Soggy Gauntlet and Beyond
If nobody ever told you, it rains in Paris, and rains. And when it ain’t raining, it’s gray. Residents take this state of affairs as given, but even we were surprised this year, whose deep winter period has been trapped in a maelstrom both leaden and light starved.
If proof you need, then you may note: While Paris usually averages 62 hours of sunlight during the month of December, this year it got two. Yes, two hours of sunshine for the entire month. January was about the same, with weeks washed this way and that by rain sometimes sporadic and otherwise redundant to a grave degree. Floodwaters poured over the entire country, dominating the nightly news. The Seine swelled, swallowing the cobbled walkways favored by romance-seekers, and forcing péniche captains to bolster their moorings against the quickened currents.

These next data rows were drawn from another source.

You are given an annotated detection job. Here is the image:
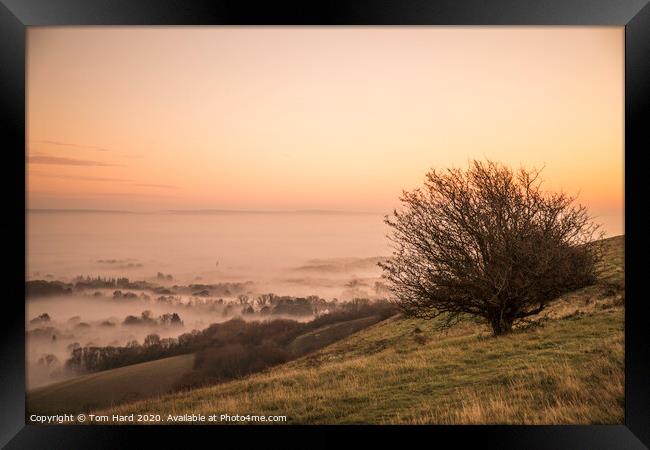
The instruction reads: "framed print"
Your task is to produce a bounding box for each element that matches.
[0,0,650,449]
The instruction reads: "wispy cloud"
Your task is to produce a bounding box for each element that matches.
[28,139,142,158]
[27,155,125,167]
[29,140,115,152]
[133,183,178,189]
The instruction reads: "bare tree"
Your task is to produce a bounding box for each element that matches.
[379,161,599,335]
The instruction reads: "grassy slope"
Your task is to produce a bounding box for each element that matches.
[102,236,624,424]
[27,354,194,414]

The very idea of riding a bike in these conditions remained tightly abed, buried under the thickest feather blanket my mind could muster. Cold and gray is one thing. Cold, gray and wet is another.
I was not alone in my lethargy. Strava, which normally sends news of my followees’ outings with eye-rolling regularity, went silent but for the rare report of some masochistic nut case. The highlight in this vein came to me in a personal message from longtime bike pal Robert Grace, who actually completed Strava’s holiday “challenge” whereby one must cover 500 kilometers during the seven-day period separating Christmas from New Year’s Day. I remember that week, a meteorological car wash. Grace apparently grabbed his share of Strava glory on the Longchamp bike track in the Bois de Boulogne, the expansive park on Paris’s western flank. The track is 3km in length, which means that Robert had to circle it about 140 times to complete the “challenge.” Now there’s a bit of time well spent. Grace’s character grew two sizes that week, and we wary huddlers can do nothing but honor his humid effort.

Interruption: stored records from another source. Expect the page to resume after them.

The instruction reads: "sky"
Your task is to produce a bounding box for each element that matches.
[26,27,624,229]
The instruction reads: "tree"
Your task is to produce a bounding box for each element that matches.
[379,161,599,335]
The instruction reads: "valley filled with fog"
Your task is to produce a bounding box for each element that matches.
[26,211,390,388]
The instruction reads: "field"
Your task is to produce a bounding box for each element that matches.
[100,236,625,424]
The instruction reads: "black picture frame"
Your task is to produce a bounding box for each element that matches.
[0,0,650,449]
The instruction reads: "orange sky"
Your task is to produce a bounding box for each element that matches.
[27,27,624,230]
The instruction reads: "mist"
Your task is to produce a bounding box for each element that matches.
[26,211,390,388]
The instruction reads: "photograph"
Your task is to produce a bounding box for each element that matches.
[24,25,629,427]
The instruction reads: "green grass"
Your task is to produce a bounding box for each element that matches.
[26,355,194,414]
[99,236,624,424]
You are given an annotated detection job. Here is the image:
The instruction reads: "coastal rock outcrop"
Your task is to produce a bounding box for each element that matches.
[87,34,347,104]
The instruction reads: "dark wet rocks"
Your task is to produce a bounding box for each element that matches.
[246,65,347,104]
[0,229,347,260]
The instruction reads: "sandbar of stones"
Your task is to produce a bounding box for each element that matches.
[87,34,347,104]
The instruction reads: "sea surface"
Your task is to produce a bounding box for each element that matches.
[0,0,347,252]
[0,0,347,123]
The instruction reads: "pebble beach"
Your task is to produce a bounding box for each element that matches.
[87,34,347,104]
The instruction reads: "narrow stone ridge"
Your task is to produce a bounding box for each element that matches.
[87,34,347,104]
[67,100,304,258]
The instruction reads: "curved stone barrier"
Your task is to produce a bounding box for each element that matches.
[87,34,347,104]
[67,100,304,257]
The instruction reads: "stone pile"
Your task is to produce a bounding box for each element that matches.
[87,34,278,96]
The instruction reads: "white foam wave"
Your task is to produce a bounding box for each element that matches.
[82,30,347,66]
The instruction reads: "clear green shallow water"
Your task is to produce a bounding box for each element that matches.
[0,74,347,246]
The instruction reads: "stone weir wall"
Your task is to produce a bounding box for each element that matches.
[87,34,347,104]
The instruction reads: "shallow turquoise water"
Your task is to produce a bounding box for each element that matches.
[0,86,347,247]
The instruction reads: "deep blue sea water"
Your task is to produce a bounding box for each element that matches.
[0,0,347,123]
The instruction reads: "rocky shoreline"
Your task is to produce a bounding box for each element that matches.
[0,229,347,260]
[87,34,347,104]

I did get out a few times during the month of January, notably one steely Saturday morning when I was forced off my stomping ground by an invitation from old friends who live on the grounds of a large chateau 80 kilometers north of Paris. My wife would take the train, I the bike.
The swollen Seine overpoured its cobbled banks for a month this winter, thwarting would-be riverside seekers of romantic sentiment.
Le Château du Fayel, built in 1650, is kept in immaculate condition and rents out for weddings and receptions. The current Duc du Fayel, now 81 years old, lives in a single room on the third floor. His wife lives in her own chateau a few miles down the road. Why crowd yourselves if you don’t have to?
In 30 years of life here, never before had I ventured through Paris’s northern suburbs on two wheels. Vague knowledge of its dubious character and personal experience via the view from the train to Charles de Gaulle airport had always acted like a Star Trek force field, keeping me from entering the half-imagined wasteland.
A foreboding firmament crouched over all northern France that day, but the streets were dry—a boon. The inner city crossing unfolded smoothly, delivering me to the cobble-lined Canal de Saint Denis. But a city’s finances last only so long, and even before the cobbles ran out, 500 meters past the ring road, the dire immigrant camps began. Dozens of cheap tents pitched neatly cheek to jowl under a brand new footbridge, their owners milling around the scene like zombies. Not good.
Yet that scene soon became a shining standard when compared to the outer ‘burbs—places whose names I knew but the cold misery of which will remain opaque without a personal visit: La Courneuve, Stains (aptly named), Garges-lès-Gonesse, Sarcelles, and so on, all the way to Charles de Gaulle and beyond, a broken concrete, rusted barrel, shattered glass gypsy camp wilderness—no country for an old cyclist.
No self-respecting château can do without a few farm animals…to trim the lawn and imbue the grounds with a bucolic aura.
Still, this eternal winter of frigid inactivity got me thinking and ended with a plan. It occurred to me that I needed a partner to help peel me off the couch, and I needed an exotic itinerary to reawaken my lust for cycling life. I’d have settled for even a modest domestic adventure, but seem to have bargained instead for a more far-reaching odyssey—one that, when considered in detail, might even involve some danger.